9月中旬を軸に岸田文雄首相が検討する内閣改造では、知名度の高い河野太郎デジタル相の処遇に注目が集まる。マイナンバー制度のトラブルに関する発言が集中砲火を浴びる一方、「ポスト岸田」の一角と目されるだけに、閣内にとどめ置いた方が来秋の自民党総裁選に向けて得策との見方もある。首相はこの夏、頭を悩ませそうだ。
「今、マイナンバーカードで国民に不安を与えていることを大変申し訳なく思っている」。首相は27日、福岡市内で開いたデジタル化関連の車座対話でこう前置きし、議論に移った。同席した河野氏からは謝罪の言葉は出なかった。
視察先で首相自ら陳謝せざるを得ないほど、マイナ問題で世論の風向きは厳しい。そうした中、来秋の「マイナ保険証」への一本化を主導したデジタル庁トップの河野氏は、マイナカード返納の動きを「微々たる数」と言い切るなど強気のスタイルを崩さない。
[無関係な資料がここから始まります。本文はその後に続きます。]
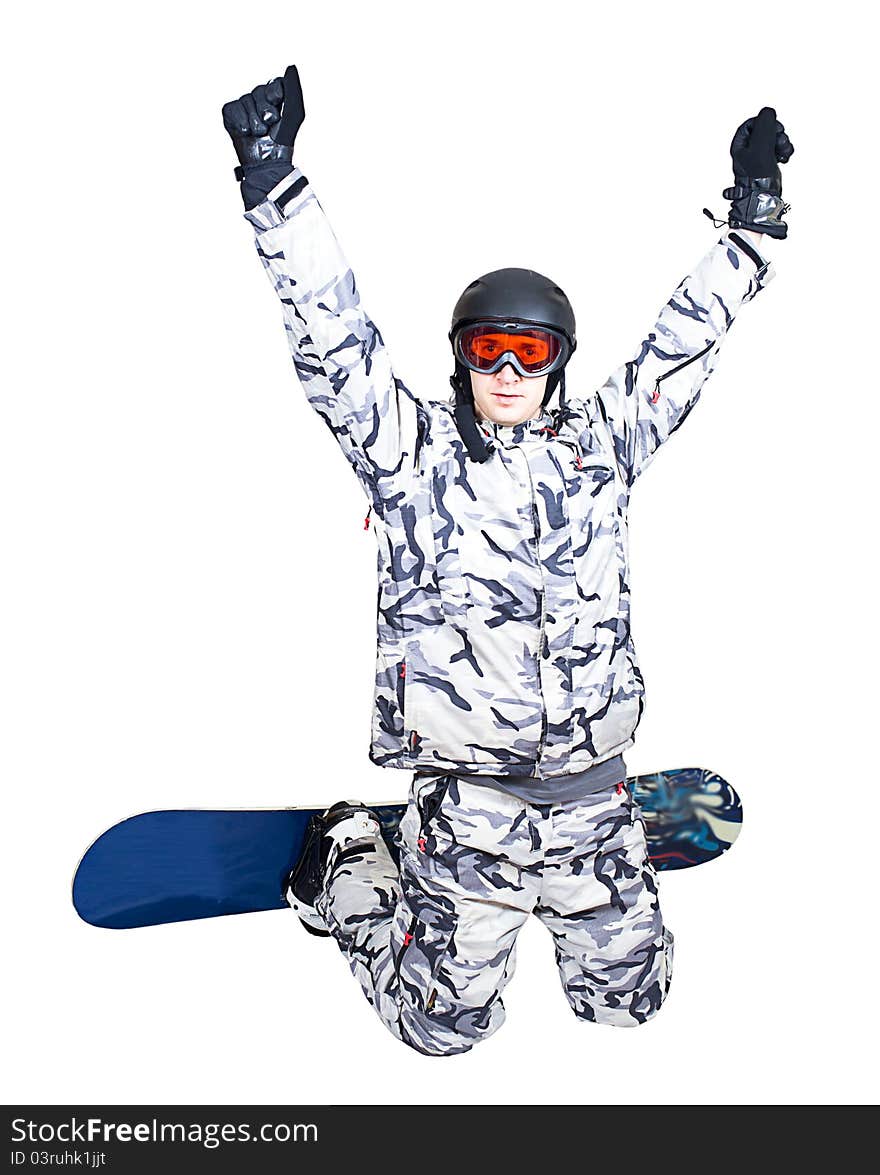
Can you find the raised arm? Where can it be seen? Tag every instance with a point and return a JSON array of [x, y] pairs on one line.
[[650, 396], [337, 350]]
26日の参院特別委員会の閉会中審査では、個人情報保護委員会がデジ庁への立ち入り検査を実施した当日、河野氏が外国訪問中だったことを追及した立憲民主党議員に、「ひも付け(に関わった)機関からの回答を待っている時期だ。他の仕事をするのは当たり前だ」と反論。火に油を注ぐような答弁に、立民の泉健太代表は記者団に「任にあたわずだ」と述べ、辞任を要求した。
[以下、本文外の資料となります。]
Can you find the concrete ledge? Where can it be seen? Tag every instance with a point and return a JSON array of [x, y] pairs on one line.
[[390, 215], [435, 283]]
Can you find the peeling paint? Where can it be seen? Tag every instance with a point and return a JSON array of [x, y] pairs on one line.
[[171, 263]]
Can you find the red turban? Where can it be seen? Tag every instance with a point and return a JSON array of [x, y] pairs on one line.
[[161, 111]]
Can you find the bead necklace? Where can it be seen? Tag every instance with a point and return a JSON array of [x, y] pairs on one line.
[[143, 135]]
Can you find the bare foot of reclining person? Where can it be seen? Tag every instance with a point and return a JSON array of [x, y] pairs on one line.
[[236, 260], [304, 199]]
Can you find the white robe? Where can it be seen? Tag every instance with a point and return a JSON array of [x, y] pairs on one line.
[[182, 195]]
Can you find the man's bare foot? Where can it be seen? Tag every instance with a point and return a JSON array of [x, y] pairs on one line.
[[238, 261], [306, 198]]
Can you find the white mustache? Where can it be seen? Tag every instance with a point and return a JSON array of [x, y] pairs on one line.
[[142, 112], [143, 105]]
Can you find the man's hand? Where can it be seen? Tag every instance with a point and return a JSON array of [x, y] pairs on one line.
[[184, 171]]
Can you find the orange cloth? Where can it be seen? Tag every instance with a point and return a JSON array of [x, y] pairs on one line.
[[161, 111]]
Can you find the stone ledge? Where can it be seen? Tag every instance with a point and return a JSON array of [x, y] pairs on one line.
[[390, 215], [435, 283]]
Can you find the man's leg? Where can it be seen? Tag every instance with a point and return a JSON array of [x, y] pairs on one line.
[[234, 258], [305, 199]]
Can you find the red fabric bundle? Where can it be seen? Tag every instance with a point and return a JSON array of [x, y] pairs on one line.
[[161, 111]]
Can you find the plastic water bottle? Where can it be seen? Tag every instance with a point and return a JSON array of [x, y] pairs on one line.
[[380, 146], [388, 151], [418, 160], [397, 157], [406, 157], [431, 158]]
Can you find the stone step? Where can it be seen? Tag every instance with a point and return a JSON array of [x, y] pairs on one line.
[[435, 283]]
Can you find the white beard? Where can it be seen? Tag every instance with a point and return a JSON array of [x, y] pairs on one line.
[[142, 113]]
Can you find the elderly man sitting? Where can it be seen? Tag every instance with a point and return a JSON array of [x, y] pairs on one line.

2月の国会審議では、故安倍晋三元首相の回顧録を元にした北方領土交渉などに関する質問に「所管外だ」を12回連発し、批判を浴びた。舌鋒(ぜっぽう)鋭い半面、受け身に回ると柔軟さを欠く部分がネックと言える。
自民内からは「交代すればマイナ問題の雰囲気は変わる」との声が上がる。所属する麻生派の領袖(りょうしゅう)である麻生太郎副総裁も「下働きで人の苦労を知るべきだ」と周囲に漏らす。
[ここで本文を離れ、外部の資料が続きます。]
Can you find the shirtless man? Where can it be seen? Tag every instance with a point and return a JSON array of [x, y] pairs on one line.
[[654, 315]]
ただ、河野氏が目立つ分、マイナ問題で首相が直接やり玉に挙げられる場面が少ないことも事実。首相と距離を置く菅義偉前首相をはじめ、河野氏を「将来の首相候補」とみる向きも少なくなく、閣外で河野氏が自由に動き回れば、かえって首相の頭痛の種が増えることになりかねない。
「河野氏はよくやっている。人によって個性がある」。首相周辺はこう語り、河野氏へのフォローを怠らないでいる。